Soliciting reader help in litigation my wife and I are in
Posted by John T. Reed on
A lawsuit has been filed against my wife as executrix of her brother’s death is complicated, albeit small in damage amount. My wife is acting as her own attorney—because the legal fees would surely far exceed the amount in dispute.
I need a framework for analysis to manage the complexity. Here is a to-do list that I need to arrange into a manageable format. I may be missing some steps: I assume there are some formats out there created by experienced litigators. I hope some readers can help.

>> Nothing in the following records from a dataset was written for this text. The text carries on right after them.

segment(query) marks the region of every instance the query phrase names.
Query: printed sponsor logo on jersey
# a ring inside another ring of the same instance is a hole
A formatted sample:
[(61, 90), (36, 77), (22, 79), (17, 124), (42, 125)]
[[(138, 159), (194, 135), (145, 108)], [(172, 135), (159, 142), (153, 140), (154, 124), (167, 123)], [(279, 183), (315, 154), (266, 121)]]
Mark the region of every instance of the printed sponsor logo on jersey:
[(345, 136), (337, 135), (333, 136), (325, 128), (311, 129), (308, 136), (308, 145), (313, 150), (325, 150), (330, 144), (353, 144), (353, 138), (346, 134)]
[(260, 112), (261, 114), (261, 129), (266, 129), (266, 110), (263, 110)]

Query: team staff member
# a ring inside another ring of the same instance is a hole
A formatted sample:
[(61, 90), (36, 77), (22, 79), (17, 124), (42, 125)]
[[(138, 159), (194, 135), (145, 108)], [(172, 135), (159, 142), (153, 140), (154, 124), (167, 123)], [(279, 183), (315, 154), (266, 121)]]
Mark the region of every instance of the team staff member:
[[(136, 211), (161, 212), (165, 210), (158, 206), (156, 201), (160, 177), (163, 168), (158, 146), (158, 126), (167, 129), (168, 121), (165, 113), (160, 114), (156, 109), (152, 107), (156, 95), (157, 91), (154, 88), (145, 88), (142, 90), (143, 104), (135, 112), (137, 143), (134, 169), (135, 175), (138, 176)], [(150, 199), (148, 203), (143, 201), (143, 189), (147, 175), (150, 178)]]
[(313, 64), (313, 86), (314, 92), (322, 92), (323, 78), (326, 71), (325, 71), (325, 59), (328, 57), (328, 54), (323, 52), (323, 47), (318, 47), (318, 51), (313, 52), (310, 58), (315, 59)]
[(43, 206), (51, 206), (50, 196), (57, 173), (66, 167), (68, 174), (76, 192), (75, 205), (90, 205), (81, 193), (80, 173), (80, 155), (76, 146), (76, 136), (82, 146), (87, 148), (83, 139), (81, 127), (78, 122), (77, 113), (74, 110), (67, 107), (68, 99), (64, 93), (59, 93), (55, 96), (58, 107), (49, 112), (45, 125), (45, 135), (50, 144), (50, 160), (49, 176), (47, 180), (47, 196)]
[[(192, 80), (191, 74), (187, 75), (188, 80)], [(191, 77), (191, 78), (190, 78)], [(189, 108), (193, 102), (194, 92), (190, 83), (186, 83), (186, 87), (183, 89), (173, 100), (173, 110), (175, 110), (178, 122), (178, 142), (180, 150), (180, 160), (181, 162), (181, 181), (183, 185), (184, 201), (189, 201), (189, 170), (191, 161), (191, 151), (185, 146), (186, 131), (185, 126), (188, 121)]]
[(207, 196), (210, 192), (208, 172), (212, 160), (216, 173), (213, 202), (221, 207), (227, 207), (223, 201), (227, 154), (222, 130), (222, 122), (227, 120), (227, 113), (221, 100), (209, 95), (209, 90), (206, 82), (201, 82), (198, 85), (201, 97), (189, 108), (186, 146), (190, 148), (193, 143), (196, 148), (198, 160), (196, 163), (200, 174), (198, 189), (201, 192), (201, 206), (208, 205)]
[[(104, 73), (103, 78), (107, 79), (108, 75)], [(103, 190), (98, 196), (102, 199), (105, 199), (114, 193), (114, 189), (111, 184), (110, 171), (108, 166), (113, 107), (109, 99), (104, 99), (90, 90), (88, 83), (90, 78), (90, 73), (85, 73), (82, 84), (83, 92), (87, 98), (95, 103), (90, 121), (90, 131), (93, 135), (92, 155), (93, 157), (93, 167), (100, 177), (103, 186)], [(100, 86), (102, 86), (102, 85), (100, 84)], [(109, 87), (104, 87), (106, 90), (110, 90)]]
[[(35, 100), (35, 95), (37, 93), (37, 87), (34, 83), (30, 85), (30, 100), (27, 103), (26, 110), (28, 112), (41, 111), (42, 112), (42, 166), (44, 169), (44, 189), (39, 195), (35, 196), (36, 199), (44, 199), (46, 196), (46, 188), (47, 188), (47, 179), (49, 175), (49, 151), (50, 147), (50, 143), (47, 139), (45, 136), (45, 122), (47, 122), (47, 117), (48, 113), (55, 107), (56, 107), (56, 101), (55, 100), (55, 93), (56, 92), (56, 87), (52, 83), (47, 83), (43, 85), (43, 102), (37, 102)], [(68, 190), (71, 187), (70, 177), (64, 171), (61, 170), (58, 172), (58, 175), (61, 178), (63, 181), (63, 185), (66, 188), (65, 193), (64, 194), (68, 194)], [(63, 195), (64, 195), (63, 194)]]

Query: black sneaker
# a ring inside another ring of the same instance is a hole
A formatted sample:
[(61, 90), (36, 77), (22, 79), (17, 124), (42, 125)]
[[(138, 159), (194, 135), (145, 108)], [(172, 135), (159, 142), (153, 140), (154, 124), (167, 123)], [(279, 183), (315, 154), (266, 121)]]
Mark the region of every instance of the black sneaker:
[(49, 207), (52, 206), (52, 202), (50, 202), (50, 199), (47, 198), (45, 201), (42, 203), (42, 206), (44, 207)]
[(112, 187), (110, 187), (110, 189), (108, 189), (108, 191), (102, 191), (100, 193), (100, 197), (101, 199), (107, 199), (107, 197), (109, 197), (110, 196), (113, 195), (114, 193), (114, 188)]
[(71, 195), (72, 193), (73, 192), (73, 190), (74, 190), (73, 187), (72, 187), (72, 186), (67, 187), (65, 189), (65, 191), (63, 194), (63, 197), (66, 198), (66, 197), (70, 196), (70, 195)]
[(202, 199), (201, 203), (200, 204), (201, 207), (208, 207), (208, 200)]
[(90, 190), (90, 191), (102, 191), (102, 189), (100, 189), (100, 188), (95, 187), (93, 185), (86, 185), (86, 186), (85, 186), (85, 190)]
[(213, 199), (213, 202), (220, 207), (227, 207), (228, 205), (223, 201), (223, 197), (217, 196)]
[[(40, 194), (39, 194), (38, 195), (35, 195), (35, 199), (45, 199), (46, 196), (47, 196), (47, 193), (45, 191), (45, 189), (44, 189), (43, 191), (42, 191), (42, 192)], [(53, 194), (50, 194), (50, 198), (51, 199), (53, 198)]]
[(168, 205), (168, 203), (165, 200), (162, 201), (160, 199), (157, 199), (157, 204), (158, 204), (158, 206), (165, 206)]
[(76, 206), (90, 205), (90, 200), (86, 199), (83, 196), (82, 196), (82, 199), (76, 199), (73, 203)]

Facebook friend Chris Gavin recently did a great job of finding a semi-published case decision that three lawyers who mentioned it at their web sites could not or would not tell me where to find. And from looking at Chris’s “about,” it appears he is NOT a lawyer!
We have filed a motion to dismiss for too-little money at stake. That has not been decided by the court, but I need to assume it will NOT be granted because once it is decided, we only have ten days to file our answer, defenses, affirmative defenses, and counterclaims.
The case is about alleged damage done to a rental house by my late brother-in-law who was a tenant there.
There are two causes of action against my dead brother-in-law: negligence (property damage) and breach of contract.
To-do list:
• answer (admit, deny, or don’t know) each paragraph of the complaint
• state defenses against the two claims
• state affirmative defenses against the two claims, e.g., fraud in the inducement
• state counter-claims (counter suits against the landlord)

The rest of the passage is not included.